Nell'aprile del 2017, invece, in Somaliland sono state trovate 25 ragazze, sette delle quali britanniche, rinchiuse in un istituto speciale dai genitori perché stavano diventando troppo occidentali. Venivano istruite alle regole della fede islamica, «rieducate» e persino punite se pronunciavano male i versi del Corano. Tra le punizioni c'erano vere e proprie forme di tortura, dal rimanere chiuse in spazi ridotti come bare, all'essere inzuppate di acqua gelata durante la notte, fino all'essere costrette a guardare fisso il sole. Maltrattamenti continui, interrotti solo quando accettavano di buon grado il matrimonio.
Di fronte a questi abusi, il governo ha proceduto al salvataggio e al rimpatrio delle giovani, ma poi ha deciso di chiedere un pagamento. Secondo le linee guida del ministero, si tratta di una compartecipazione alle spese di rimpatrio, che viene pretesa da parenti o associazioni di volontariato per le minorenni e direttamente alle vittime se sono maggiorenni.

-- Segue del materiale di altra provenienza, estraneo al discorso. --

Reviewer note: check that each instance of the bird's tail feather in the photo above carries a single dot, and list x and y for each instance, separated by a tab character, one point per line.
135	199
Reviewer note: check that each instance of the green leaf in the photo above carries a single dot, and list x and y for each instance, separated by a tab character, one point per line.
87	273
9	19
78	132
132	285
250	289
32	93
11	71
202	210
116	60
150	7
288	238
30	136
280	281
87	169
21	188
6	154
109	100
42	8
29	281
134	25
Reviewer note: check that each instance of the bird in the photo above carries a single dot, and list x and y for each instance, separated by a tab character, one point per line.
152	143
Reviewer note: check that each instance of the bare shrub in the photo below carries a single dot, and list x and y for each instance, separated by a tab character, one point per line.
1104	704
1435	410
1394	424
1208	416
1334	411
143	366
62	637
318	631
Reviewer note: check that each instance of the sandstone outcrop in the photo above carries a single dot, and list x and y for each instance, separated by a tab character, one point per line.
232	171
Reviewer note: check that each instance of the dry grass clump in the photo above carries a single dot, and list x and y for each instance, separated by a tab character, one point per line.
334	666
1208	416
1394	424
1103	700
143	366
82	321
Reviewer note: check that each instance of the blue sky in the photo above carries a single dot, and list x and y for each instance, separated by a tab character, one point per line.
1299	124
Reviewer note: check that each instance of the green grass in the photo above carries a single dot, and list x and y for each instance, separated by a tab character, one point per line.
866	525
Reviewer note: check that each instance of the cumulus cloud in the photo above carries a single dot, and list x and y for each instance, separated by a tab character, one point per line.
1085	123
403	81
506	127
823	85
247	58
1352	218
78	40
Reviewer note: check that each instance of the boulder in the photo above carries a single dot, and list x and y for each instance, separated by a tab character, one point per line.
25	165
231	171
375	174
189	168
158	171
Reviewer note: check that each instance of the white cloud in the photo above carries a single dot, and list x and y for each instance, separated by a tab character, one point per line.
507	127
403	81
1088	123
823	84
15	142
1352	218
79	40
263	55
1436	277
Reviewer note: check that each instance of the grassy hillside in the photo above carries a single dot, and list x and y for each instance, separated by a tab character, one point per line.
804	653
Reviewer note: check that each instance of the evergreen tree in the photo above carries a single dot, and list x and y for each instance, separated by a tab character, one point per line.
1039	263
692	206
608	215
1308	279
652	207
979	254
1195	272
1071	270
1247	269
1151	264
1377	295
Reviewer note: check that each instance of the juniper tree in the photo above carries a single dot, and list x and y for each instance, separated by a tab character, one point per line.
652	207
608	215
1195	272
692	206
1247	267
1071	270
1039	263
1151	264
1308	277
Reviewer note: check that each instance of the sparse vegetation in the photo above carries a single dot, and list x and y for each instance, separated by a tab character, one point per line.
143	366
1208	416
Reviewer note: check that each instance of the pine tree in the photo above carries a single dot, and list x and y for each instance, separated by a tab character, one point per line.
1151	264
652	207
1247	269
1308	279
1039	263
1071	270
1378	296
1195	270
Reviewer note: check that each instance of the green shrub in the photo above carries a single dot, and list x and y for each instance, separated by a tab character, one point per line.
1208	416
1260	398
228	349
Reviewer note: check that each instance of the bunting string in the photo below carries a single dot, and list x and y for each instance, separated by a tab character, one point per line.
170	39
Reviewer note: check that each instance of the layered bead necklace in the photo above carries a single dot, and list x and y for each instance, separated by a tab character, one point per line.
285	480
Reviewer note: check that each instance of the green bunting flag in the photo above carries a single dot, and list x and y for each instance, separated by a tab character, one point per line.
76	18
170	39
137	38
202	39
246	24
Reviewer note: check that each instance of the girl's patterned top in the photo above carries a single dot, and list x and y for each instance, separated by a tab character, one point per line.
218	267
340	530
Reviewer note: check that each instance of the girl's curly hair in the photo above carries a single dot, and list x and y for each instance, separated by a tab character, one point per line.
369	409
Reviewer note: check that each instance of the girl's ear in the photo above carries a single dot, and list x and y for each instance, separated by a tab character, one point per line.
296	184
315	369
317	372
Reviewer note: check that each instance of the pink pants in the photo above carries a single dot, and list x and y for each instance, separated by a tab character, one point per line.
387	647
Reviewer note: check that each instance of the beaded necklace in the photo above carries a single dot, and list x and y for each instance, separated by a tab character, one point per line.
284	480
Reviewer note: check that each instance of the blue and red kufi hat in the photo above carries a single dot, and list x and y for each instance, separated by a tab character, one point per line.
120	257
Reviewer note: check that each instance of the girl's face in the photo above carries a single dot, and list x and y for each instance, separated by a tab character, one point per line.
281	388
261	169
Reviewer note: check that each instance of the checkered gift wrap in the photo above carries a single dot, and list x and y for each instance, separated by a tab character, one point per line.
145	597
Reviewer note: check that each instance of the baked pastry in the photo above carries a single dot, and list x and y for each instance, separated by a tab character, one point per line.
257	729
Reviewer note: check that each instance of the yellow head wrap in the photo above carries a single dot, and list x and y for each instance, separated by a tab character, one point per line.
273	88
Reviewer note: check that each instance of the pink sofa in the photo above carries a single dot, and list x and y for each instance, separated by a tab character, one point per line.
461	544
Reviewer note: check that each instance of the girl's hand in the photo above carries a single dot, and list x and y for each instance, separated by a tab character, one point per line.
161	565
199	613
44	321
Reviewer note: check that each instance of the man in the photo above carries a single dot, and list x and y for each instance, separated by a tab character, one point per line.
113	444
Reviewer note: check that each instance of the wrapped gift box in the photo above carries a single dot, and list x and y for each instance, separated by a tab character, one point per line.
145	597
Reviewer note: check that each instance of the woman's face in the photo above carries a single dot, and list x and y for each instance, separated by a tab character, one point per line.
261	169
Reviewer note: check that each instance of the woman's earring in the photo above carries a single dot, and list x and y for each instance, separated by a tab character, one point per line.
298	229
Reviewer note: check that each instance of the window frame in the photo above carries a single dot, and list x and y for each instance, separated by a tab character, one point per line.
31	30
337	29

Per essere certi di ricevere la restituzione del denaro, poi, gli uffici fanno in modo che le donne che non hanno documenti di viaggio non possano ricevere un nuovo passaporto finché non hanno saldato il debito. Dimenticando che senza passaporto non si può lavorare e quindi trovare i fondi diventa difficile. Le più fortunate riescono a farsi aiutare dalle associazioni di volontariato, le altre finiscono in una specie di vortice: con debiti da saldare, il lavoro che non arriva e un'esperienza traumatica alle spalle.
Il sospetto è che in Gran Bretagna, a forza di accettare costumi e abitudini altrui senza contestare, ormai non si sia più capaci di indignarsi se una ragazzina viene spedita all'estero a sposare uno sconosciuto, visto che si tratta di una pratica prevista dalla religione. Ma se ora le vittime vengono costrette a pagare, non è da escludere che con il passare degli anni si arrivo a non considerarle nemmeno più delle fanciulle in pericolo.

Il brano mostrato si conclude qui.